Bernard Herrmann me inspiró en la orquestación de climas. Hay una fuerte influencia de Herrmann en el tema “Cositas para mejorar”), en la forma de construir suspenso y en el uso de motivos recurrentes.
En esa composición combiné el fraseo y la arquitectura del hard bop con arreglos y dinámicas que remiten a bandas sonoras, cuidando que la película interna del tema no rompiera la energía jazzística, que se aprecia en los solos de Santiago Kurchan y Julián López Di Muro
-La interacción entre los músicos y la energía del vivo parecen el corazón del álbum. ¿Cómo fue el trabajo colectivo con el quinteto durante la grabación y de qué manera cada integrante terminó de moldear el carácter final de "A sus formas"?
-El trabajo fue muy colectivo, ya desde los primeros ensayos, porque a diferencia de los otros discos, la gran mayoría del material lo veníamos tocando en vivo. La maduración fue bastante orgánica y no tan ''impuesta'' por el compositor.

También ensayamos mucho en formato de quinteto y grabamos en vivo para capturar la reacción inmediata entre nosotros. Cada músico trae consigo su propia ‘’voz’’ (timing, color tímbrico, decisiones en los solos).

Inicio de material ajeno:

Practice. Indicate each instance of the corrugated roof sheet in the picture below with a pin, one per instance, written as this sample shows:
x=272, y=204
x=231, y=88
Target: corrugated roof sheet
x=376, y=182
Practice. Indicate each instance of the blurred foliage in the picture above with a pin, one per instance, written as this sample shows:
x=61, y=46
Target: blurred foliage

Eso reconfiguró las composiciones que yo originalmente les había traído: solos que cambiaron la forma, respuestas rítmicas que empujaron la intensidad, y pequeños detalles de fraseo que terminaron marcando el carácter del disco. El producto final es tanto mío como de ellos.

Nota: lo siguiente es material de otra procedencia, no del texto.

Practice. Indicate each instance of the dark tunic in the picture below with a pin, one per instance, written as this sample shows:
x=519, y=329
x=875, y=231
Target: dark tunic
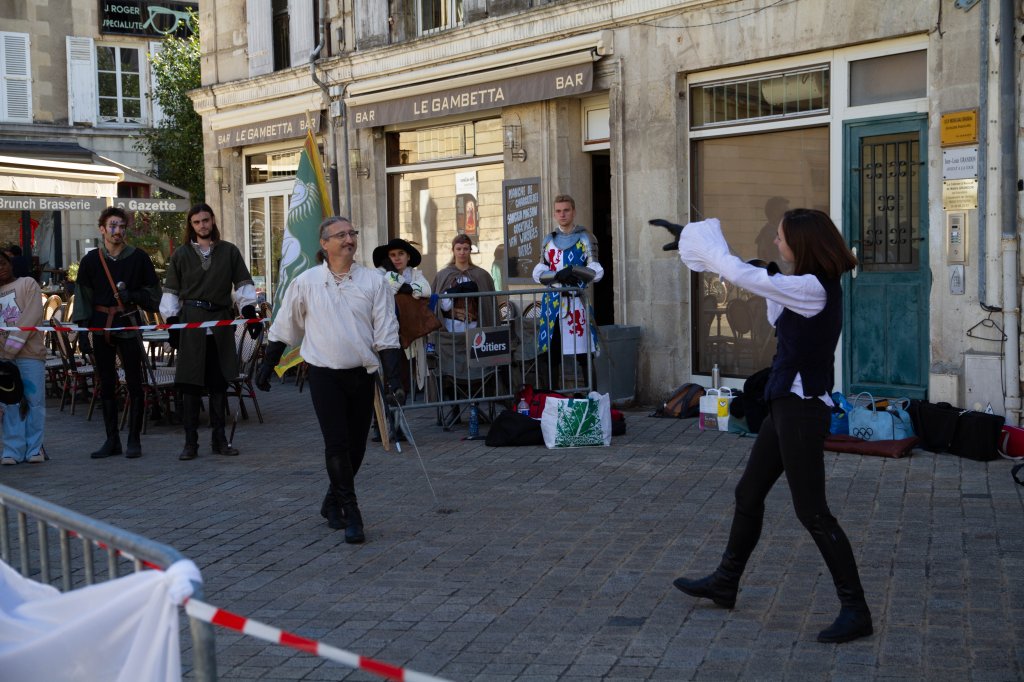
x=190, y=280
x=451, y=275
x=132, y=266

-A lo largo del disco aparecen cruces entre jazz, folclore sudamericano y una mirada contemporánea muy personal. Después de un recorrido que incluye Nueva York, Boston y Buenos Aires, ¿sentís que este álbum sintetiza una etapa de madurez en tu identidad como compositor y bajista?
-Sí. Después de tantas ciudades y experiencias (Atlanta, Boston, Nueva York, Buenos Aires) siento que "A sus formas" sintetiza una etapa de maduración.
Reúne intereses previos (mis primeros acercamientos al bajo eléctrico y al contra, tradición e idiomatismos de la música latinoamericana y del jazz argentino también) pero con una mirada más concentrada y personal.

Como compositor y contrabajista encontré una voz más segura: escribir para la banda, saber cuándo dejar espacio y también incorporar referencias folclóricas y contemporáneas sin perder la claridad del discurso jazzístico. Esas vendrían a ser, en este caso, y en este momento, nuestras ‘’formas’’.